— Нашёлся бы какой-нибудь солидный бизнесмен, который за справедливый процент защищал бы нас от такой обдираловки, — мечтает Рамона. — Но при нашей профессии из каждого мужика вылазит альфонс.
— Если бы им не надо было платить всем этим грабителям, они бы спокойно жили — правда, Рамона? — Пелька всем сердцем желает справедливости для девочек «люкс» и всех остальных, которые продают любовь.
— Где там спокойно! — вздыхает Зыза.
— Валютные тоже падают в сточные канавы. В нашей профессии человек быстро изнашивается.

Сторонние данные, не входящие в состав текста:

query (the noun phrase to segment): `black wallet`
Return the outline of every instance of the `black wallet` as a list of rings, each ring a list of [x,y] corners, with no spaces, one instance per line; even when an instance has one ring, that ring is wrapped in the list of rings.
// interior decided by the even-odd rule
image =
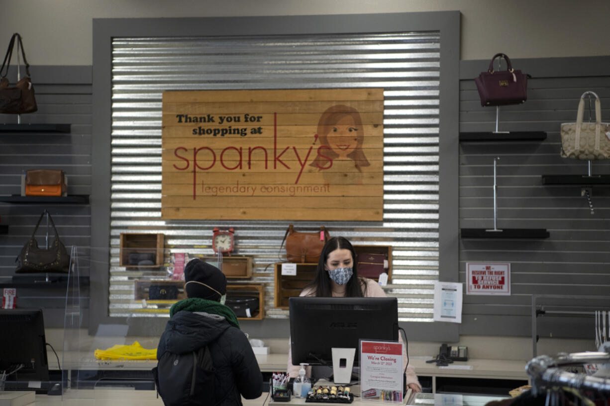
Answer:
[[[148,288],[149,300],[171,300],[178,297],[178,287],[173,285],[151,285]]]

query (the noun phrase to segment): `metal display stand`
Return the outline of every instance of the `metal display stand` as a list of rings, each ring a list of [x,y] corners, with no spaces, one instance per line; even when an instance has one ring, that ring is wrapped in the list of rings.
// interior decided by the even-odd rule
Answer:
[[[498,182],[497,163],[500,157],[493,158],[493,228],[461,229],[462,238],[547,238],[549,232],[545,229],[498,229]]]

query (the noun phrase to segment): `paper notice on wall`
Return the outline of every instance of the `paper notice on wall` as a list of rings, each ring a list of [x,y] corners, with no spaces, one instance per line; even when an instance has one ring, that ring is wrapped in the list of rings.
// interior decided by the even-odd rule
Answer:
[[[17,297],[17,290],[15,288],[4,288],[2,294],[2,308],[15,308],[16,305],[15,298]]]
[[[511,294],[511,264],[466,263],[466,294]]]
[[[296,264],[292,262],[284,262],[282,263],[282,274],[288,276],[296,276]]]
[[[434,321],[462,322],[462,283],[434,282]]]

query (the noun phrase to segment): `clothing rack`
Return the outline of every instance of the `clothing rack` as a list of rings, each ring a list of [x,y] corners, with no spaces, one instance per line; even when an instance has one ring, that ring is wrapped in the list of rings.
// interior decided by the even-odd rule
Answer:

Посмотри на меня, как я выгляжу, а ведь мне ещё два с лишним года до сорока. И ребёнка не могу при себе держать, и кто знает, не отречётся ли он от своей матери, когда вырастет. Никогда не становись гулящей! — предостерегает Рамона.
— Твой ребёнок в детском доме? — Пельке становится очень неприятно, и тускнеет светлый образ Рамоны. Для женщин, оставляющих своих детей на казённый кошт, у Пельки сердце из камня.
— Я что, похожа на «кукушку»?! — обижается Рамона. Мой у Бабки, а я в них пихаю, чтобы у них всё было по высшему разряду; когда к ним приезжаю, выгляжу очень пристойной дамой. Одежда скромная, но высокого качества, и накрашена только чуть‑чуть: самый шик! Даже моя мать не имеет понятия, чем я действительно занимаюсь. Я — представитель фотомодельного агентства и поэтому постоянно в разъездах — вот что они знают, — Рамона плачет.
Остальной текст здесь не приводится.